Da ultima l’operazione di vendita di un pezzo della rete secondaria al fondo americano KKR, in logica puramente finanziaria e non industriale, complica soltanto il progetto di possibile creazione di una società unica delle reti e delle tecnologie.
Questo progetto prevede, di fatto, uno “spezzatino” delle infrastrutture di TIM e l’ingresso di un ulteriore investitore (nonché interlocutore) estero in asset strategici per il Paese con il solo obiettivo di conseguire benefici finanziari di breve periodo.
Questa strategia sta generando una perdita intrinseca di valore della società per effetto della riduzione dei margini futuri, con un rischio enorme sulla sostenibilità futura della società anche in termini di posti di lavoro. Infatti, l’azionista di riferimento di TIM è un soggetto estero focalizzato sulle attività commerciali e sui contenuti media, e non ha come priorità un ambizioso piano di sviluppo infrastrutturale, di cui invece il Paese ha estrema necessità.
È ora arrivato il momento per TIM di invertire la rotta rispetto al passato, sviluppando una maggiore focalizzazione sulle attività tecnologiche, anche attraverso la separazione di tali attività dal resto del perimetro aziendale. In particolare, è fondamentale che TIM torni ad essere una realtà che investe pesantemente e in maniera integrata nelle tecnologie di comunicazione, sia attuali (come ad esempio la fibra ottica) che prospettiche (come ad esempio il 5G), anche congiuntamente con gli altri operatori del settore in chiave finalmente sistemica.

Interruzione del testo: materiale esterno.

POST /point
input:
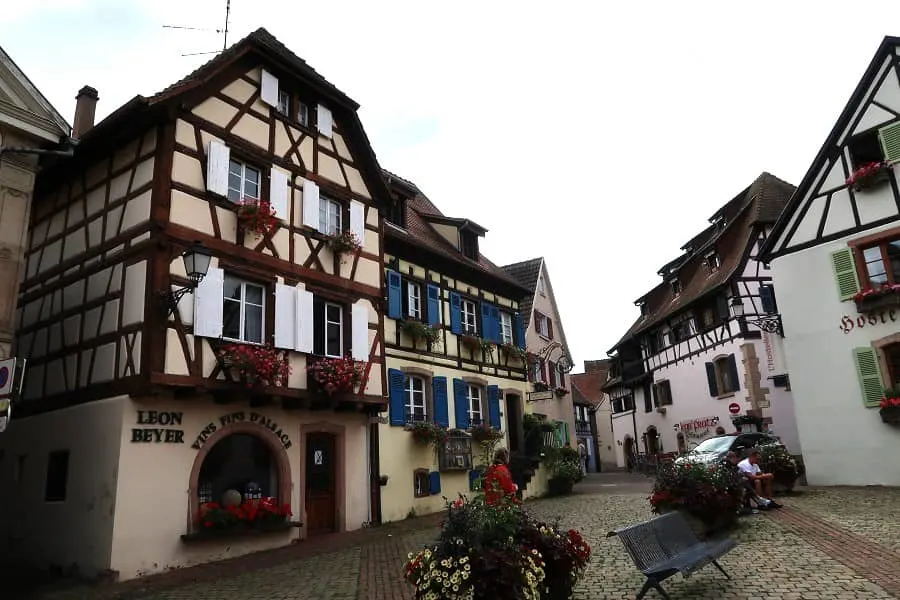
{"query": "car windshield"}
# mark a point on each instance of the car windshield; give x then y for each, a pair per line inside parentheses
(714, 445)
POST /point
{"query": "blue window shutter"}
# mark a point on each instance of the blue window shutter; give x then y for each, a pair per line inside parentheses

È auspicabile che il progetto di creazione di una società unica delle reti e delle tecnologie venga realizzato sotto la guida e l’indirizzo di istituzioni pubbliche con un’ottica paziente, che siano in grado di garantire sicurezza, stabilità e sviluppo nel lungo periodo.
Per realizzare questo progetto ambizioso bisogna pensare di separare in due la società, mantenendo inalterato l’attuale organico. Bisogna dividere i servizi dalle infrastrutture creando finalmente due società separate. La prima società sarà focalizzata sulle attività commerciali e dei servizi verso iclienti finali. La seconda società sarà proprietaria di tutte le infrastrutture che comprendono: le torri di INWIT, la rete mobile (incluso il 5G), i data center, il cloud, la rete internazionale di Sparkle, e la società sulla fibra derivante dall’integrazione della rete fissa di Telecom con quella di Open Fiber.
La creazione di una società unica delle infrastrutture e delle tecnologie digitali garantirebbe numerosi ed evidenti vantaggi, tra cui:
- l’accelerazione dell’installazione di reti e tecnologie fisse (fibra) e mobili (5G) sull’intero territorio nazionale a beneficio della collettività e delle imprese. Questo processo genererebbe un ingente risparmio di risorse finanziarie, evitando duplicazioni di investimenti in infrastrutture in sovrapposizione;
- l’inversione del processo in atto da anni di destinazione di risorse sempre crescenti per rispettare i piani di rimborso del debito ed a favore di business poco profittevoli a discapito del sostegno ai piani di sviluppo dell’infrastruttura;
- la possibilità per gli altri operatori di conferire le loro infrastrutture rafforzando ulteriormente il progetto di “rete unica”.
La società unica delle infrastrutture e delle tecnologie dovrebbe avere come primo azionista un soggetto in grado di garantire l’indipendenza del network dai suoi utilizzatori, oltre che un orizzonte di investimento di lunghissimo periodo.
Questo risultato si potrebbe ottenere replicando il modello di successo delle importanti realtà che gestiscono le infrastrutture energetiche del Paese, nelle quali Cassa Depositi e Prestiti rappresenta il socio di riferimento in un contesto di azionariato diffuso.
La presenza di un’Istituzione come Cassa Depositi e Prestiti sarebbe, infatti, sinonimo di stabilità nell’azionariato e garanzia di massicci investimenti per lo sviluppo dell’infrastruttura digitale del Paese.